FIG. 1 is a longitudinal sectional view of an etching apparatus to which the present invention is applied;
Figure 2 shows the etching rate of silicon oxide. FIG. 3 is a relationship diagram between selectivity and tungsten hexafluoride concentration.

Claims (1)

[Claims] 1. In a method of turning a gas into plasma under reduced pressure and etching a sample using the plasma, the gas includes a gas group A that mainly etches metal oxides in the sample; Gas group B that mainly forms metal deposits on the underlying material
A dry etching method comprising: 2. The dry etching method according to claim 1, wherein the metal oxide is etched with fluorine radicals or ions containing fluorine, and the material described below is silicon. 3. The dry etching method according to claim 2, wherein the gas group A is a single-component gas or a multi-component gas of a compound containing fluorine. 4. The dry etching method according to claim 2, wherein the gas group A includes a compound C containing at least carbon and fluorine. 5. The dry etching method according to claim 4, wherein the compound C is a compound in which a portion of fluorine is replaced with hydrogen or chlorine. 6. The dryer according to claim 2, wherein the gas group A is a mixed gas of a monocomponent gas or a multicomponent gas of a compound containing fluorine and a gas containing a compound C containing at least carbon and fluorine.
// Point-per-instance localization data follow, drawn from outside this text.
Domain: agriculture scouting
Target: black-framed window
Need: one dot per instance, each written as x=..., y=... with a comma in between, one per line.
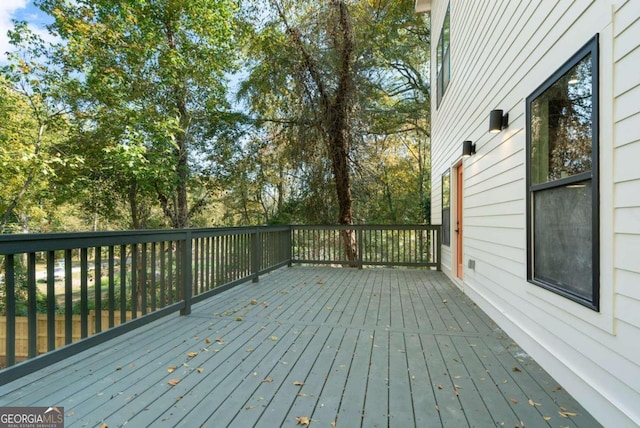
x=562, y=180
x=446, y=209
x=443, y=63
Etching method. 7. The dry etching method according to claim 6, wherein the compound C is a compound in which a part of fluorine is replaced with hydrogen or chlorine. 8. The dry etching method according to claim 2, wherein the gas group B contains at least tungsten fluoride or molybdenum fluoride. 9. The dry etching method according to claim 8, wherein the tungsten fluoride is tungsten hexafluoride or has a molecular formula in which part of the fluorine in tungsten hexafluoride is replaced with hydrogen or chlorine. 10. The dry etching method according to claim 8, wherein the molybdenum fluoride is molybdenum hexafluoride or molybdenum hexafluoride having a molecular formula in which part of the fluorine is replaced with hydrogen or chlorine. 11. Claim 1, wherein the step of forming a metal deposit on the base material by the reduction reaction of the gas group B and the step of etching the metal deposit with the gas group A are repeatedly performed. dry etching method.